A staunch ministerialist from the outset, he made his maiden speech in defence of the droits of Admiralty, 21 Jan. 1812, protesting against 'the principle of having a mere stipendiary King', but according to Brougham, the author of the critical motion, he 'broke down' in the course of his speech.8 He voted against attacks on sinecures, 7, 21, 24 Feb. and 4 May 1812, when he condemned the sinecure offices bill as a departure from the true tradition of economical reform established by Pitt and Burke, and was in the ministerial minority who divided against Stuart  Wortley's call for a stronger administration, 21 May. He opposed a civil list inquiry, 10 Feb., supported the bill imposing capital punishment for frame breaking, 18 Feb., though he claimed to sympathize with Romilly's attempts to ameliorate the criminal laws, and spoke in support of the princesses' annuity bill, 17 Apr. 1812.

On Liverpool's confirmation in power he made an unsuccessful bid for the treasureship of the Ordnance, but in August 1812 he was appointed secretary of the Board of Control with a salary of £1,500, which by the 1820s had risen to £2,200 with a retirement annuity of £1,000. Shortly afterwards he arranged with Robert Willimott an exchange of his land tax post for the agency of the Cape, officially worth £600 a year but estimated to bring in £4,000 in practice. On 26 Sept. 1813, considering himself 'the fittest man in the party for the receipt of £4,000 per annum', he staked a claim to the secretaryship of the Treasury currently held by the ailing Richard Wharton, but he did not obtain it when it fell vacant.9

As an official man, Courtenay was an utterly reliable supporter of the Liverpool government for the rest of the period, though he voted steadfastly in favour of Catholic relief and in 1816, expressing doubts as to whether he could work under Canning at the Board of Control, claimed to be attached to Castlereagh 'personally rather than to the adminstration in general'.10 His few recorded speeches after 1812 were mainly on Indian business, but he made a point of opposing inquiry into the civil list, 27 May 1813 and 8 May 1815, refuted allegations that his secretaryship was a sinecure, 7 May, and replied to criticism of the state of the revenue, 31 May 1816. He sat on the committee of inquiry into the Poor Laws in 1817 and the following year published two pamphlets advocating their reform on the twin principles of encouraging the frugal and limiting relief to the idle. His bill of May 1818 for the encouragement of Friendly Societies was killed by the dissolution, but on 25 Mar. 1819 he obtained leave to introduce a similar measure together with a bill for the establishment of parochial benefit societies. They were subsequently combined into one measure, which reached the statute book on 12 July 1819.
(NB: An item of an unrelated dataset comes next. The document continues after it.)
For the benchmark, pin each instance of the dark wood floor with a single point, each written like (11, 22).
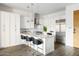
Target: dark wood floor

Courtenay, described by Lord Ellenborough in 1829 as 'a man of undignified manners and appearance' but 'certainly a clever man', was an efficient if rather officious secretary to the Board of Control, where he provided an element of stability during his long tenure of the post. Liverpool had Canning's authority for asserting in 1820 that 'no office ever had an individual more completely conversant with every detail belonging to it'.11

He was drowned while bathing at Torquay, 8 July 1841.

Ref Volumes: 1790-1820

Author: David R. Fisher

Notes

  • 1. Lonsdale mss, Long to Lonsdale, 27 Jan. [1815].
  • 2. PRO, Dacres Adams mss 11/1, 3.
  • 3. Ibid. 11/4; Rose Diaries, ii. 56, 63.
  • 4. Add. 38737, f. 37.
  • 5. Dacres Adams mss 11/27, 28; Lonsdale mss, Long to Lonsdale, 9 Oct. [1807].
  • 6. Lonsdale mss, Long to Lonsdale, 7, 9 Oct. [1807], 17 [1809], 3 Aug., Courtenay to Lonsdale, 5 July 1810.
  • 7. Dacres Adams mss 11/38, 39.
  • 8. Creevey mss, Brougham to Creevey [22 Jan. 1812].
  • 9. Add. 38248, ff. 16, 216, 227; Dacres Adams mss 11/40; Black Bk. (1823), 148; Herries mss, Add. 57415.
  • 10. Northumb. RO, Wallace (Belsay) mss S76/17/29.
  • 11. Ellenborough Diary, i. 390-1; C. H. Philips, E.I. Co. 214, 245; Add. 38288, f. 386.